1. **Consent is a parameter, never a prompt.** The CLI's interactive
   `confirm_above_usd` gate does not exist here; instead pass
   `max_usd=` to `run_generate`/`run_grade` — when the stage's *remaining*
   projection (completed work is never re-counted) exceeds it, the function
   raises `itemeval.BudgetExceededError` **before any API call**. The config's
   `budget.max_usd` hard cap is enforced the same way on this surface, so the
   cap holds everywhere. A library never prompts — it would hang notebooks
   and CI.
2. **No printing.** Information arrives as return values; condition-level
   eval failures are reported in `result.conditions` (status `"error"`), not
   raised — check them.
3. **Exceptions instead of exit codes.** Config/template/dataset problems
   raise `itemeval.ItemevalError` subclasses (`ConfigError`, `TemplateError`,
   `AdapterError`, `StoreError`, `BudgetError`); budget caps raise
   `itemeval.BudgetExceededError`. `ItemevalError` and `BudgetExceededError`
   are public exports; the narrower classes live in an internal module
   pre-1.0.

## Notes

- **Output location.** `load_config(path)` anchors inputs (prompts/rubrics) to
  the config file's directory and outputs (the `studies/` tree) to the current
  working directory. Pass `load_config(path, work_dir="/some/dir")` to anchor
  outputs elsewhere — the analogue of the CLI's `-C/--base-dir`. An in-memory
  `ExperimentConfig` (no file) has no config directory, so it anchors *both*
  inputs and outputs to `work_dir` (CWD by default).
- `import itemeval` is lightweight — heavy dependencies (inspect_ai, pandas)
  load lazily on first use of a pipeline function.

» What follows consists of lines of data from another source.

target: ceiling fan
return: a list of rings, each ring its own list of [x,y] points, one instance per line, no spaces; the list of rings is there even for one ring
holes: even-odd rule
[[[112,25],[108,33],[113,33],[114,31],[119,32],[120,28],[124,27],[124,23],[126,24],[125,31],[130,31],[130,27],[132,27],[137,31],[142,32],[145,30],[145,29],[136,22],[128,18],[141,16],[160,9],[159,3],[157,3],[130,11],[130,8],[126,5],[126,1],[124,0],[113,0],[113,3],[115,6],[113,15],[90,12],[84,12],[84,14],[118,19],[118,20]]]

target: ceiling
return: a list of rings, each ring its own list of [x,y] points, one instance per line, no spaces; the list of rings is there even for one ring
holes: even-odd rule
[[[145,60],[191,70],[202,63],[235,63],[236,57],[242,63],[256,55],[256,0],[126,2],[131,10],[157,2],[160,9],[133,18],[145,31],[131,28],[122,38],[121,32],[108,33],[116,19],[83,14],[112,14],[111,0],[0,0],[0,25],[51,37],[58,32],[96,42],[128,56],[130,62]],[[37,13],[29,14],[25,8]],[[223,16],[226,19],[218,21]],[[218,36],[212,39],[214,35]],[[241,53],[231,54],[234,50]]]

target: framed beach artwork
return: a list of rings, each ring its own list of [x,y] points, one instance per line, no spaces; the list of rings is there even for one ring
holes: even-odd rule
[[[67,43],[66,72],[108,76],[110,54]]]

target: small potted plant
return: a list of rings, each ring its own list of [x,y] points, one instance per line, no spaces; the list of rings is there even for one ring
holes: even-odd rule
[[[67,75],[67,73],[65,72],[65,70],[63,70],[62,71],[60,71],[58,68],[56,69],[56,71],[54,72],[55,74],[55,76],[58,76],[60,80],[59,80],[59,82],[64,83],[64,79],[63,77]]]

- `prepare_study` touches the HF Hub on first run (revision resolution +
  download); afterwards the lock file + local cache make it effectively
  offline.
- Stages call inspect's `eval()` serially, one condition at a time — don't
  run two stages concurrently in one process or share a study directory
  across processes.
- Everything remains resumable and idempotent exactly as documented in
  [Pipeline Concepts](Pipeline-Concepts.md): calling `run_generate` twice is
  safe, the second call skips completed conditions.